Spectral graph theory has been a prominent area of research in theoretical computer science and serves as a backbone to various complex frameworks in machine learning like graph neural networks. The core idea of spectral graph theory is to derive graph properties from the eigenvalues and eigenvectors of the adjacency matrix or Laplacian matrix. In this work, we define a novel metric for all edges called "edge scores", which is a function of the eigenvector of the Laplacian matrix. This edge score captures important information, and we use it to solve three well-known problems: graph isomorphism, hypergraph partitioning, and hyperedge prediction.

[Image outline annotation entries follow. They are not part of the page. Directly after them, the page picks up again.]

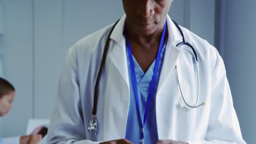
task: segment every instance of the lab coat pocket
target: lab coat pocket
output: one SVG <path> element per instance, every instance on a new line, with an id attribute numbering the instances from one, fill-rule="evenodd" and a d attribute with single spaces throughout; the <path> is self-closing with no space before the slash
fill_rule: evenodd
<path id="1" fill-rule="evenodd" d="M 210 112 L 209 104 L 204 100 L 199 101 L 198 103 L 198 107 L 191 107 L 186 104 L 182 98 L 180 99 L 177 106 L 179 140 L 201 139 L 205 136 Z"/>

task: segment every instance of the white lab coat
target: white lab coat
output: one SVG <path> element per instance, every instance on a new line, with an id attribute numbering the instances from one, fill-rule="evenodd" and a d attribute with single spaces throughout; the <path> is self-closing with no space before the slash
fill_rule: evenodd
<path id="1" fill-rule="evenodd" d="M 50 120 L 50 143 L 98 143 L 125 137 L 130 104 L 125 39 L 123 36 L 125 19 L 125 15 L 110 36 L 100 82 L 97 135 L 89 133 L 87 124 L 91 119 L 94 86 L 112 25 L 85 37 L 69 50 Z M 186 41 L 194 46 L 198 55 L 199 103 L 205 101 L 206 105 L 193 109 L 179 106 L 185 105 L 175 65 L 178 62 L 184 96 L 191 104 L 197 97 L 196 69 L 191 64 L 191 53 L 188 55 L 189 53 L 176 46 L 182 37 L 168 16 L 167 27 L 169 36 L 155 102 L 159 139 L 191 144 L 246 143 L 233 107 L 223 60 L 214 47 L 183 27 Z"/>

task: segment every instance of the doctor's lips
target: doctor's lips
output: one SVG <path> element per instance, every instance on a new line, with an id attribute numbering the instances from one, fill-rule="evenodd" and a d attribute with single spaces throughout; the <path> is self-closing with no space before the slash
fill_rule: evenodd
<path id="1" fill-rule="evenodd" d="M 149 29 L 150 27 L 154 23 L 154 22 L 146 22 L 146 23 L 139 23 L 135 22 L 135 23 L 143 29 Z"/>

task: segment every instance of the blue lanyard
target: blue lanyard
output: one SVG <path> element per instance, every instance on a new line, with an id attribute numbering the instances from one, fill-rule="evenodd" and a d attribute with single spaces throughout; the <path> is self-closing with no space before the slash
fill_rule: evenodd
<path id="1" fill-rule="evenodd" d="M 164 42 L 165 39 L 165 33 L 166 31 L 166 22 L 165 24 L 165 27 L 164 28 L 164 31 L 162 33 L 162 36 L 161 38 L 161 41 L 159 45 L 159 47 L 158 49 L 158 55 L 156 57 L 156 59 L 155 61 L 155 66 L 154 67 L 154 73 L 152 77 L 152 80 L 151 80 L 150 86 L 149 88 L 149 92 L 148 95 L 148 99 L 147 100 L 147 105 L 146 109 L 145 110 L 145 113 L 144 115 L 143 122 L 142 122 L 142 118 L 141 114 L 141 110 L 139 107 L 139 103 L 138 100 L 138 89 L 137 86 L 137 80 L 135 75 L 135 70 L 134 67 L 133 59 L 132 58 L 132 54 L 131 52 L 131 45 L 128 39 L 126 39 L 126 45 L 128 48 L 128 53 L 129 60 L 130 63 L 130 68 L 131 70 L 132 74 L 132 87 L 133 88 L 134 95 L 135 96 L 135 99 L 136 101 L 137 109 L 139 114 L 139 118 L 141 119 L 141 135 L 142 135 L 142 143 L 144 143 L 144 126 L 146 122 L 147 117 L 148 116 L 148 113 L 149 109 L 149 105 L 150 104 L 151 99 L 154 93 L 154 89 L 155 88 L 155 85 L 156 83 L 156 75 L 158 71 L 158 67 L 159 66 L 159 62 L 161 58 L 161 53 L 162 51 L 162 47 L 164 46 Z"/>

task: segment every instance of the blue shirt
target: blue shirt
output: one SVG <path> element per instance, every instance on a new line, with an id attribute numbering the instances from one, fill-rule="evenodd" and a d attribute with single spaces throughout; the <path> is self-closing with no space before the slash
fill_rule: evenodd
<path id="1" fill-rule="evenodd" d="M 144 139 L 146 144 L 155 144 L 158 140 L 158 130 L 156 127 L 156 119 L 155 115 L 155 97 L 157 88 L 159 82 L 159 78 L 162 69 L 164 57 L 165 53 L 166 45 L 164 46 L 161 53 L 161 58 L 159 63 L 158 74 L 156 75 L 156 85 L 154 92 L 152 97 L 152 100 L 149 106 L 148 118 L 144 127 Z M 133 143 L 141 143 L 141 126 L 140 125 L 139 114 L 137 110 L 136 102 L 132 88 L 131 80 L 131 71 L 130 69 L 130 61 L 128 55 L 128 49 L 126 46 L 126 59 L 129 74 L 129 82 L 130 88 L 130 101 L 128 118 L 126 123 L 126 130 L 125 139 L 129 140 Z M 153 75 L 154 67 L 155 60 L 151 64 L 150 67 L 144 74 L 136 60 L 133 57 L 135 71 L 138 86 L 138 94 L 140 105 L 142 117 L 144 117 L 145 109 L 147 105 L 147 99 L 149 90 L 151 80 Z"/>

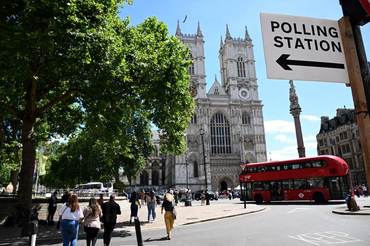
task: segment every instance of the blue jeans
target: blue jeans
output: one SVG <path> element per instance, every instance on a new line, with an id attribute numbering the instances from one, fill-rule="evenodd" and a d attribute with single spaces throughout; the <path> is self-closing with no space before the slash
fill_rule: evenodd
<path id="1" fill-rule="evenodd" d="M 148 221 L 149 222 L 152 221 L 152 214 L 153 214 L 153 219 L 155 219 L 155 204 L 154 202 L 149 202 L 148 203 Z"/>
<path id="2" fill-rule="evenodd" d="M 63 237 L 63 246 L 76 246 L 78 232 L 77 221 L 63 219 L 60 222 L 60 233 Z"/>

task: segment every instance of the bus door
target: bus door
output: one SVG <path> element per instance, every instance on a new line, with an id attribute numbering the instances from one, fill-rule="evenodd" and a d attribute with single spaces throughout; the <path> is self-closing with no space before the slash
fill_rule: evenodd
<path id="1" fill-rule="evenodd" d="M 329 184 L 330 187 L 330 197 L 333 200 L 344 198 L 343 194 L 347 194 L 347 191 L 343 190 L 343 184 L 345 183 L 342 177 L 329 177 Z"/>
<path id="2" fill-rule="evenodd" d="M 271 201 L 283 201 L 283 185 L 280 181 L 270 181 L 270 192 Z"/>

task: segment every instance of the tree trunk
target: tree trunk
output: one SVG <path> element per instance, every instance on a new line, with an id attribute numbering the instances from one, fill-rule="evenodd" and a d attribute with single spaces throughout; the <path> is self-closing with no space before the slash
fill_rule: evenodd
<path id="1" fill-rule="evenodd" d="M 27 236 L 28 224 L 32 205 L 32 186 L 36 158 L 36 145 L 34 132 L 35 121 L 28 118 L 24 121 L 22 129 L 22 165 L 19 173 L 19 186 L 17 204 L 24 208 L 21 236 Z"/>

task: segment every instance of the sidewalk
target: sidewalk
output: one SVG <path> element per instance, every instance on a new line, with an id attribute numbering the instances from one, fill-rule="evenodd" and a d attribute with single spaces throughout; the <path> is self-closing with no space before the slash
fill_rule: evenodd
<path id="1" fill-rule="evenodd" d="M 192 206 L 187 207 L 185 206 L 184 202 L 179 202 L 178 205 L 175 207 L 178 218 L 175 221 L 174 226 L 175 228 L 184 225 L 237 216 L 258 212 L 265 209 L 255 204 L 248 203 L 246 204 L 246 208 L 245 209 L 244 203 L 242 202 L 237 201 L 236 199 L 233 201 L 235 201 L 235 203 L 221 204 L 218 203 L 217 201 L 211 201 L 211 205 L 207 206 L 201 206 L 200 201 L 194 201 L 192 202 Z M 138 216 L 142 232 L 162 229 L 165 230 L 164 213 L 164 214 L 161 214 L 161 205 L 158 205 L 155 208 L 155 211 L 157 214 L 155 219 L 149 223 L 148 221 L 148 209 L 146 206 L 142 206 L 141 208 L 139 209 Z M 132 223 L 130 224 L 129 223 L 130 214 L 129 210 L 122 211 L 121 214 L 117 216 L 117 224 L 115 227 L 114 231 L 119 232 L 121 233 L 135 233 L 134 218 L 132 218 Z M 54 216 L 54 219 L 55 218 Z M 102 229 L 101 231 L 102 231 L 104 228 L 102 224 L 101 228 Z M 9 240 L 16 241 L 28 239 L 28 237 L 20 237 L 21 229 L 19 227 L 2 227 L 0 229 L 2 235 L 0 240 L 0 245 L 2 245 L 5 242 L 4 241 Z M 84 235 L 85 232 L 82 226 L 80 226 L 78 233 L 79 235 Z M 40 239 L 61 237 L 61 236 L 59 230 L 56 229 L 54 225 L 47 227 L 40 226 L 37 236 L 37 238 Z"/>
<path id="2" fill-rule="evenodd" d="M 200 223 L 215 219 L 223 219 L 230 217 L 238 216 L 247 214 L 258 212 L 265 209 L 254 203 L 247 203 L 246 208 L 244 208 L 244 203 L 242 202 L 233 200 L 235 203 L 224 203 L 219 201 L 211 201 L 209 206 L 201 206 L 200 201 L 193 201 L 192 206 L 185 207 L 184 203 L 179 202 L 178 206 L 175 207 L 177 213 L 178 218 L 175 221 L 174 227 L 185 225 Z M 266 205 L 268 204 L 264 203 Z M 361 206 L 360 210 L 347 211 L 345 205 L 332 210 L 334 213 L 342 215 L 370 215 L 370 206 Z M 160 205 L 155 208 L 157 216 L 154 221 L 151 222 L 148 221 L 148 209 L 145 205 L 141 206 L 139 209 L 138 216 L 140 224 L 140 228 L 142 231 L 165 229 L 164 215 L 161 214 Z M 134 218 L 132 223 L 130 224 L 130 211 L 124 210 L 122 211 L 122 214 L 117 216 L 117 224 L 114 231 L 121 233 L 132 233 L 135 232 L 135 226 Z M 54 217 L 55 218 L 55 217 Z M 103 229 L 102 224 L 102 229 Z M 101 230 L 102 231 L 102 229 Z M 0 240 L 0 245 L 6 245 L 6 242 L 11 240 L 12 242 L 24 240 L 28 239 L 28 237 L 20 237 L 21 228 L 5 228 L 2 226 L 0 228 L 1 233 L 1 238 Z M 80 227 L 79 235 L 84 235 L 83 228 Z M 37 232 L 37 238 L 60 237 L 60 232 L 56 228 L 54 225 L 45 227 L 40 226 Z M 4 244 L 6 243 L 6 244 Z"/>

The spectral framework-based algorithms for graph isomorphism utilize all the eigenvectors of the Laplacian matrix to certify isomorphism for graphs with non-repeating eigenvalues. Using the edge-scores proposed in this work, we propose a practical graph isomorphism algorithm for graphs with at least one positive non-repeating eigenvalue, which uses only a few eigenvectors. We utilize "edge scores" to extend the use of the spectral framework for graph partitioning to k-uniform hypergraphs. Specifically, we propose the ratio-cut for hypergraphs and prove that the solution of relaxed optimization minimizing ratio-cut can be obtained from the Fiedler vector computed from the Laplacian tensor of hypergraphs. We show the improvement in ratio-cut value by the proposed method on synthetic hypergraphs generated by stochastic block models. The same idea of using hyperedge scores is utilized in the hyperedge prediction problem. We construct new hyperedges with lower hyperedge scores. We report approximately 20% improvement on four real hypergraph datasets over three existing baselines.